Basically, after 20 years of my Parents being together - they have told me tonight they are splitting up. Reason being they don't get along anymore or something like that. At first my Dad + Mum told me this (when they were angry) just before my Dad was taking me out to go for a meal with some friends I hadn't seen in a while. Didn't think anything of it. I mean, there have been more times than I can remember through my life when they've said they are splitting up, one of them is moving out etc. Never happened so I thought why would this time be different?
I've noticed they haven't been getting along for months now but I had no idea it would really result in a breakup. I mean - they are my Parents, we are meant to be a family. When my Dad picked me up, he was still talking (and in a very calm, kind way which he rarely acts as) about them breaking up, asking if I'd come visit, said he still loves me, that him and my Mum will still be friends etc. At this point I was getting worried, not because he was still talking about it but because he was calm about it. Anyway, I got home and went straight to my Mum.

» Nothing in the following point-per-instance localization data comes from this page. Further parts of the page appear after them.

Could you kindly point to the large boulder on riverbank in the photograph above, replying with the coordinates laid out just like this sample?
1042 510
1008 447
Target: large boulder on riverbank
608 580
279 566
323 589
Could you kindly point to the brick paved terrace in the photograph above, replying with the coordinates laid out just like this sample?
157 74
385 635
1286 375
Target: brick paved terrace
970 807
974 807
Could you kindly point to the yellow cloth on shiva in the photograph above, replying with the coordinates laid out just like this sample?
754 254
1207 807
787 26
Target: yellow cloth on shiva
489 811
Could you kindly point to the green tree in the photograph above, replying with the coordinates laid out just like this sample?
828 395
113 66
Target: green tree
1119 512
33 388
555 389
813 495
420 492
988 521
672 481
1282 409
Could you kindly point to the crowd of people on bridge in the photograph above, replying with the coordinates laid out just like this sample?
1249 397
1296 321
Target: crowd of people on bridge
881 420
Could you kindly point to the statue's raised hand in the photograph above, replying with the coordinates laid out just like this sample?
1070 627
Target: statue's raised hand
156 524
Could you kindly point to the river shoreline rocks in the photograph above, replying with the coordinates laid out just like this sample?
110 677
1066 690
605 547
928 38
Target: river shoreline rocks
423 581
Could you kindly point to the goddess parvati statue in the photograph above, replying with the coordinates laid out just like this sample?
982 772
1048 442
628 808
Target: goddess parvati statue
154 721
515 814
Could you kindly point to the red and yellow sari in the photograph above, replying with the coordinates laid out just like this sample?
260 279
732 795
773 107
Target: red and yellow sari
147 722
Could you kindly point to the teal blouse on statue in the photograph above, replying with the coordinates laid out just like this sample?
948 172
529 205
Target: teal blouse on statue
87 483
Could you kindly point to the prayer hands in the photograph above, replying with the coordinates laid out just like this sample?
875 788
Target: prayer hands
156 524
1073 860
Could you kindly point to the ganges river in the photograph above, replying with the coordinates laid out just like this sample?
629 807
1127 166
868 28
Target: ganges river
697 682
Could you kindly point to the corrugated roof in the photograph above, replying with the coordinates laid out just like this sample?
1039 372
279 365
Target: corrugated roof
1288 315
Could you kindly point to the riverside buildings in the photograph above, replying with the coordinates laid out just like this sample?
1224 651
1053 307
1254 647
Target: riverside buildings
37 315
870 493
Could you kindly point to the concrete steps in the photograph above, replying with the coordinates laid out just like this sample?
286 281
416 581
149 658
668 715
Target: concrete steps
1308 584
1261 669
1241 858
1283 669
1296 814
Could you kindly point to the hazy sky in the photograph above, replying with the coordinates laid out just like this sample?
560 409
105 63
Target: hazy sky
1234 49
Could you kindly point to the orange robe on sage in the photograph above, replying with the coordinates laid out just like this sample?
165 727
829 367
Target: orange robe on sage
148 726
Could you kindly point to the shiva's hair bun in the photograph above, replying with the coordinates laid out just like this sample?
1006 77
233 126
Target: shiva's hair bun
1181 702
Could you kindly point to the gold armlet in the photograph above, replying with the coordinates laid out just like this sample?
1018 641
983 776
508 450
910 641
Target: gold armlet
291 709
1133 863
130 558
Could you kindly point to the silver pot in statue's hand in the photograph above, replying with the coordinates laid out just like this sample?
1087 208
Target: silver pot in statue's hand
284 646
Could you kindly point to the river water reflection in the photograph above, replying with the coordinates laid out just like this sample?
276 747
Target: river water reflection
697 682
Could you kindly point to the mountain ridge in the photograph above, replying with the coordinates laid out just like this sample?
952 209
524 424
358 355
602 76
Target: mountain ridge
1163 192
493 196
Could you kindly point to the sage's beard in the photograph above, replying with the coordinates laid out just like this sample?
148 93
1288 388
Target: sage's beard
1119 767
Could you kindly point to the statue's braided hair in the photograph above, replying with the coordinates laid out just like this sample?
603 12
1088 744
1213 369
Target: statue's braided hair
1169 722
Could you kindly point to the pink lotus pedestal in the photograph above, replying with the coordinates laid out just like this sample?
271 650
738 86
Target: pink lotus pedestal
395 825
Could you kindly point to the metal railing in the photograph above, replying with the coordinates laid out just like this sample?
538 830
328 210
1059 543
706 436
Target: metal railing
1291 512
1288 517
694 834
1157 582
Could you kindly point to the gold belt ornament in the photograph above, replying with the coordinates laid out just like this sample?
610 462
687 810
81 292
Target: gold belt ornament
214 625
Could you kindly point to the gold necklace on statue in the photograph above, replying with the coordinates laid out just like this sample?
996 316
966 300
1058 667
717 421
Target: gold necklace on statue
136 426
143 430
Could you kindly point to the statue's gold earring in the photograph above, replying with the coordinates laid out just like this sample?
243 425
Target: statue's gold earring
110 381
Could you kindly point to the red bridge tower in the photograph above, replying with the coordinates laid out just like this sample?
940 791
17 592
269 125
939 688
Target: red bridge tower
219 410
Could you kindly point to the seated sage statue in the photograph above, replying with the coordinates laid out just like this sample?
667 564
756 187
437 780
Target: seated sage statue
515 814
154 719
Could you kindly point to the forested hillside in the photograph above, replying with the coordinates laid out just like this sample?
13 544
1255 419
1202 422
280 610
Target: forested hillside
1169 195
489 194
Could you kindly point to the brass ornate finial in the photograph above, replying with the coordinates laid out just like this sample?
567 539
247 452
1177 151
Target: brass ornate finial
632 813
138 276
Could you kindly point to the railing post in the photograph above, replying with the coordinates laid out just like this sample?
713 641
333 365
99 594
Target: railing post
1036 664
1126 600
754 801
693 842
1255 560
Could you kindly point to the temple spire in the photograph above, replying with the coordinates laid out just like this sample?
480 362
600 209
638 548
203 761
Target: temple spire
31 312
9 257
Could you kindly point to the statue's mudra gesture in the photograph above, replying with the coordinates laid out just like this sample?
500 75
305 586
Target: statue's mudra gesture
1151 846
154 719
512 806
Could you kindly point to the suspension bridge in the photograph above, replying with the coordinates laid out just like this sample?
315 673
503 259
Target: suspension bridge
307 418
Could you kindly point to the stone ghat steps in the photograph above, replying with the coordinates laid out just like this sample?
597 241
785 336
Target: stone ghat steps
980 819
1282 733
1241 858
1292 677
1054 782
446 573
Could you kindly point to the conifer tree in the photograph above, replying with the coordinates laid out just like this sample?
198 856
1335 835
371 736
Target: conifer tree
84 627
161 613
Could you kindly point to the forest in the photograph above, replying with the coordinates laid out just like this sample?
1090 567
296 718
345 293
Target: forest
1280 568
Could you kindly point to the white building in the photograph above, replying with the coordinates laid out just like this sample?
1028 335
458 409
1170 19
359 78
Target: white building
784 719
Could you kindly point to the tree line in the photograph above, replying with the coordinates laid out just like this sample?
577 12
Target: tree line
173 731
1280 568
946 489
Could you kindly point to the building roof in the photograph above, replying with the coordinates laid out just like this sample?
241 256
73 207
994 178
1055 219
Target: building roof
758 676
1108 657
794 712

She basically told me the same information my Dad did. Additionally, she said she's going to start looking for a new place me + her can live in, then hire people to move our stuff, how due to her income the council will pay for our accommodation etc etc. and told me it's truly happening (in the same calm manner my Dad did) but that I shouldn't worry because it's better this way and that we'll be fine. After that, I went and had a long talk with my Dad (the last time I did this was around 7 years ago) about many things - music, why they are splitting up, my future, the universe, relationships etc etc. and for the first time in 9 years I was able to talk to him about things we disagree upon (such as my career choice) without arguing or debating.
Now, me personally - at first I was confused and upset but now I'm frustrated and worried but in a strangely calm way. I can't quite think straight, although I'm getting lots of support from my boyfriend and friends but they don't really understand what I'm going through as they haven't been through parents breaking up with them being in the middle of it all. I'm just desperately hoping this is a bad dream and that the knot in my stomach would go away. I just don't know what to do or who to talk to. I've got people telling me to "be strong" and that they are there if they need me but it's not giving me any answers. Why do these things happen? Why can't they just stay together and be happy? I wish I never took my parents being together for granted because now it's all over.
I'm hoping tomorrow I'll wake up and they'll tell me they've changed their mind or that they were too hasty and are staying together or something. Fat chance of that happening though.
TL;DR - Parents are splitting up and I have no idea what the fuck to do.